Schumpeter and Entrepreneurship in the Large, Established Firm
Last week, Nicolai Foss posted a short blog piece on entrepreneurship in the established firm. In the subsequent exchanges of commentary, it was noted that Schumpeter wrote of this beginning in the late 1920s (in German) and in two of his most most cited (and sometimes read) books, The Theory of Economic Development and Capitalism, Socialism, and Democracy – written in English after his move to Harvard University. Unlike his early writings, wherein the entrepreneurship cycle was about new firms supplanting old firms, these books allowed for innovation to happen as a strategic choice within large oligopolistic firms. Naturally, this type of innovation does not supplant the existing firm – a strategic suicide, but permits a number of production functions to coexist in the large, established firm. And any of these may be jettisoned over time in response to their failure to sustain profits.
These insights from Schumpeter are scattered in these two books and his other writings. And if a reader hasn’t gotten past the paragraphs on creative destruction, these insights remain unseen.

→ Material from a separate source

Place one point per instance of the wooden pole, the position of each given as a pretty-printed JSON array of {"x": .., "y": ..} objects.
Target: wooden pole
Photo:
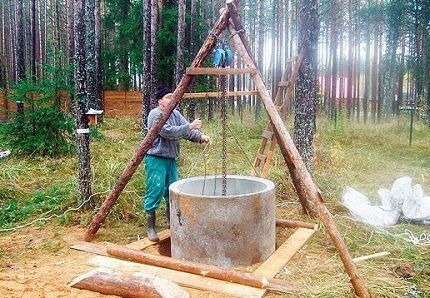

Fortunately, one scholar has invested the time and intellect necessary to bring these scattered insights together and formalized a model that contrasts with the small-firm entry/exit model of Schumpeterian competition. Esben Sloth Andersen is a professor of evolutionary economics and industrial dynamics at Aalborg University. His scholarly portfolio brings together his work on simulation models of innovation and industry evolution, his examination of theories and models from evolutionary biology, and a series of erudite publications on Schumpeter and his work. Andersen has written three books that are must-reads for persons working in evolutionary economics, entrepreneurship, and strategy and competition. The first is a mid-1990s volume titled Evolutionary Economics: Post-Schumpeterian Contributions (Pinter), in which he uses simulation methods to elucidate Nelson and Winter’s 1989 classic book, while relating it to other models of firm and market dynamics. The two recent books – Schumpeter’s Evolutionary Economics (Anthem, 2009) and Joseph A. Schumpeter: A Theory of Social and Economic Evolution (Palgrave Macmillan, 2011) – are truly marked by erudition. That is, they are comprehensive, clear, and have a “spine” constructed by the author that makes the subject matter coherent.
At the risk of offending Professor Andersen by offering caricatures of his works, I would say that the 2009 book is more comprehensive. It is very complete in covering Schumpeter’s work on economic dynamics, with specific contrast to prevailing static economic theory, from the first German texts of 1908 and 1912 through the complex tome of Business Cycles (1939), and to the posthumous History of Economic Analysis. In this book, Andersen introduces his conceptions of three Schumpeterian evolutionary models, which he calls Mark I, Mark II, and Mark III. The first contains the small-firm entry/exit model and contains the elements of the cyclical innovation model. The second introduces the “trustified” economy and permits large, oligopolistic firms to evolve without self-destruction within the innovation cycle. The third considers the social dynamics which were evident in the early Schumpeter’s interest in evolutionary social science: the interlocking social, political, and economic systems which he wrote about in Capitalism, Socialism, and Democracy. Andersen makes it clear that there is not one Schumpeterian evolutionary model, although he gently notes that in a casual reading of any or all of Schumpeter’s books, one will not find this obvious.
The most recent book, which is part of the Palgrave series on Great Thinkers in Economics, contains all of the main arguments of Andersen’s 2009 book and presents them in an exceptionally clear exposition. Some of the historical details and some elaborations are left out to more effectively highlight the Mark I, II, and III models. I have purchased a dozen copies of this book to share out with graduate students and colleagues and find it to be a superb way to enter the literature by Schumpeter and about Schumpeter. There is some interesting biographical material, as well. I would argue that this is a place to begin, then one gets even more from reading McCraw’s Prophet of Innovation and Andersen’s Schumpeter’s Evolutionary Economics.
Finally, for skimmers, I point to chapter 9 in Schumpeter’s Evolutionary Economics and chapters 10 and 14 in the Palgrave book as the places to see the model of innovation in the large, established firm. Then, we can respond to Professor Foss’ call to arms.